How to use the JSON Diff Tool
Compare two JSON documents — API responses, fixtures, config snapshots, or schema dumps — and see exactly which keys, values, or array entries differ. The JSON Diff tool is order-insensitive by default, so key reorderings and equivalent-but-shuffled arrays do not show as false positives. Everything runs locally in your browser; payloads are never uploaded.
What it does
- Structural diff of two JSON values (objects, arrays, primitives).
- Order-insensitive comparison of object keys.
- Optional array-order-insensitive mode for sets of records compared by value or by key.
- Color-coded changes: added, removed, changed, and type changed.
- Drill into nested differences, view full values, and copy individual diff entries.
- Handles large payloads with collapsible nodes and JSON Pointer paths for each change.
When to use it
- Compare an API response before and after a code change.
- Validate test fixtures against actual responses without flaky key-order failures.
- Review serialization changes across service versions or libraries.
- Audit a config snapshot before vs after a deploy.
- Diff an OpenAPI / JSON Schema file across branches.
- Reconcile two ETL outputs that should be equivalent but rendered differently.
How to use it
- Paste the baseline JSON on the left and the candidate JSON on the right (or load from clipboard / file).
- Both inputs are parsed and validated — invalid JSON is flagged with a parse error you can fix in the editor.
- Choose comparison options: order-insensitive keys (on by default), array-as-set, ignore null values, ignore specific paths.

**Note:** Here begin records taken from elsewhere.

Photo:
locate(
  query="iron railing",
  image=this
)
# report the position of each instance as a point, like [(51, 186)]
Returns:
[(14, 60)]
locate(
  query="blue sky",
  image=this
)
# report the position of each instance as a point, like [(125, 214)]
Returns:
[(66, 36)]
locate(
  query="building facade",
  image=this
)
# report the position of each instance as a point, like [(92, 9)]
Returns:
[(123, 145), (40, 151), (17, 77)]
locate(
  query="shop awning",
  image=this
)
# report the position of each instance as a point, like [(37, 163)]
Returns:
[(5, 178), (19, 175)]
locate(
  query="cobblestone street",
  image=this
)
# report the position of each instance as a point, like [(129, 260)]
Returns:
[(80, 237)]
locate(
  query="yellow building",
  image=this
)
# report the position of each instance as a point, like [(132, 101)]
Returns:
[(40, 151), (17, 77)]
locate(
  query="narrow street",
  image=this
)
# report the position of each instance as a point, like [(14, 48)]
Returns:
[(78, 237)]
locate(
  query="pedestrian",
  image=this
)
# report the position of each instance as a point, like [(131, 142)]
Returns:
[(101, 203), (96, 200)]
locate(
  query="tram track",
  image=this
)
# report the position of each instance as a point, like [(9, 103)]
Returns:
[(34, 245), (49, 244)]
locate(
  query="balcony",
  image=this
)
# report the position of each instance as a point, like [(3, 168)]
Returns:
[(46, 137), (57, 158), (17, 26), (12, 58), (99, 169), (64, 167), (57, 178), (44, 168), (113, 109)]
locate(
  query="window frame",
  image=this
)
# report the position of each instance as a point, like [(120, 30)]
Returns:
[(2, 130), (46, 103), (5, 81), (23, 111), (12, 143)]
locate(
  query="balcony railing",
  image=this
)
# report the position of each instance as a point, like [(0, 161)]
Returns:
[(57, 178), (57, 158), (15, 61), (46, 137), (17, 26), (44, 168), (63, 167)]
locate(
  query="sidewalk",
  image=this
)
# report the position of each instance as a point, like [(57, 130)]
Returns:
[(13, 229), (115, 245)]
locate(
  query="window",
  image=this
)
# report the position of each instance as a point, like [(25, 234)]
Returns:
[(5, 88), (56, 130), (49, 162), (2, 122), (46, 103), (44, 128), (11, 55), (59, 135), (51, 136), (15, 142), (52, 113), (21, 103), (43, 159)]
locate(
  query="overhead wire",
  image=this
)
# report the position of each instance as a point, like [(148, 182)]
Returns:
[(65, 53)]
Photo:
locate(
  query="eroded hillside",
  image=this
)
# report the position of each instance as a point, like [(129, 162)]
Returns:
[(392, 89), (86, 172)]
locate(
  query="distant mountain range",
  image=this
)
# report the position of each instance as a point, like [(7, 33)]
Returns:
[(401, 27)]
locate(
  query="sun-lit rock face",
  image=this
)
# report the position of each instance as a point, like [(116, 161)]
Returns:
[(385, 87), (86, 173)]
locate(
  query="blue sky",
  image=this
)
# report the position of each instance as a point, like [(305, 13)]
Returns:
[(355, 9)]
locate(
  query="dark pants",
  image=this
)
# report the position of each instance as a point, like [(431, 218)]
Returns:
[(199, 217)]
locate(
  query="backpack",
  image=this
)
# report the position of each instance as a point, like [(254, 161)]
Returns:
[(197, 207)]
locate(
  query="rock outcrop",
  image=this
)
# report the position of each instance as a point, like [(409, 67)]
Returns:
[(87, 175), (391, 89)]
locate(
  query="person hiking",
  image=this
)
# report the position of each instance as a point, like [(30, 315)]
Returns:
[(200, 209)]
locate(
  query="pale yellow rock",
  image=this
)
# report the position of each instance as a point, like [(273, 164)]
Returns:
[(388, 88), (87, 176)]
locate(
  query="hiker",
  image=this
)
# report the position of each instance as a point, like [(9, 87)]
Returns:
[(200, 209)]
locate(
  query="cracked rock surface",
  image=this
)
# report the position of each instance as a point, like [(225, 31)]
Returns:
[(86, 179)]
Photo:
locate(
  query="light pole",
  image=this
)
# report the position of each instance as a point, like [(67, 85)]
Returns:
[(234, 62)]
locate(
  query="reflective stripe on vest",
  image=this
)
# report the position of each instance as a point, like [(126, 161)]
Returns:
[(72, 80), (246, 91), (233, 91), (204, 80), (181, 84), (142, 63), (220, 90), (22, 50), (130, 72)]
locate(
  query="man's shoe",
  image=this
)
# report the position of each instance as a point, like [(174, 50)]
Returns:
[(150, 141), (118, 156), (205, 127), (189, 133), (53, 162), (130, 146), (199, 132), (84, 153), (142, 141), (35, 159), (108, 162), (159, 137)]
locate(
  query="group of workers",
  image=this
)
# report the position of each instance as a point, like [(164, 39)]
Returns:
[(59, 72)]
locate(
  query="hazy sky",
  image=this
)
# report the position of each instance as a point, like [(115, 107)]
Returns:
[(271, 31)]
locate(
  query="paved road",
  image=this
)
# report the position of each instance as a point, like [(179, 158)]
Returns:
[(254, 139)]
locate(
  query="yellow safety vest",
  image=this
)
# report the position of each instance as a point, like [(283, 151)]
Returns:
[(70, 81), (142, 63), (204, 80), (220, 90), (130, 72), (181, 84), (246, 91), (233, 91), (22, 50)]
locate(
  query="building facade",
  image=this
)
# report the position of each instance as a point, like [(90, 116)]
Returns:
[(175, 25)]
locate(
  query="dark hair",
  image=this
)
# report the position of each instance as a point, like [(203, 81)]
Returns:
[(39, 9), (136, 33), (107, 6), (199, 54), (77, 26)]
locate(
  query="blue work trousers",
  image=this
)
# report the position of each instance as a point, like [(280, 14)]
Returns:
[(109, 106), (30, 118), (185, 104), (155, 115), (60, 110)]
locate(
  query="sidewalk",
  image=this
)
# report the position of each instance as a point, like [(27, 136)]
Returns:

- Browse the diff tree: each entry shows the JSON Pointer path, the old value, and the new value.
- Click a row to inspect the full value (useful for large strings, base64, or nested objects).
- Copy individual diffs or the full report for tickets, PRs, and incident notes.
Tips & pitfalls
- If a small key change appears to rewrite the whole document, you are probably comparing as text — make sure the JSON Diff tool (not the Text Diff) is being used.
- Arrays of objects compared by index can show as fully changed when items shifted by one — try array-as-set or match-by-id.
- Numbers that look equal but differ in precision (e.g.,
1 vs 1.0) may show as changed depending on parser semantics.
- Pre-format both inputs with the JSON Formatter if they fail to parse.
- Strip secrets / PII before sharing diffs — the tool can produce a sanitized report when redaction is enabled.
FAQ
- How do I diff two JSON files online? Paste each file's contents into the left and right editors. The diff appears automatically with the path to each change.
- Does this ignore key order? Yes — JSON objects are unordered by spec, so the diff is order-insensitive by default and only reports true value changes.
- Can I compare arrays as sets? Yes — toggle array-as-set when array order is not meaningful, so re-ordered arrays no longer show as differences.
- Is JSON Diff better than text diff for JSON? Almost always — text diff treats key reordering, whitespace, and formatting as changes. JSON Diff compares the actual structure.
- Is my JSON uploaded anywhere? No. Parsing and diffing happen entirely in your browser, with no analytics on payloads.
- What is the JSON Pointer path shown in each diff row? A standard RFC 6901 path that uniquely identifies the changed location inside the document.
Runs locally in your browser. No uploads. Share links use an encrypted URL fragment — nothing is sent to a server.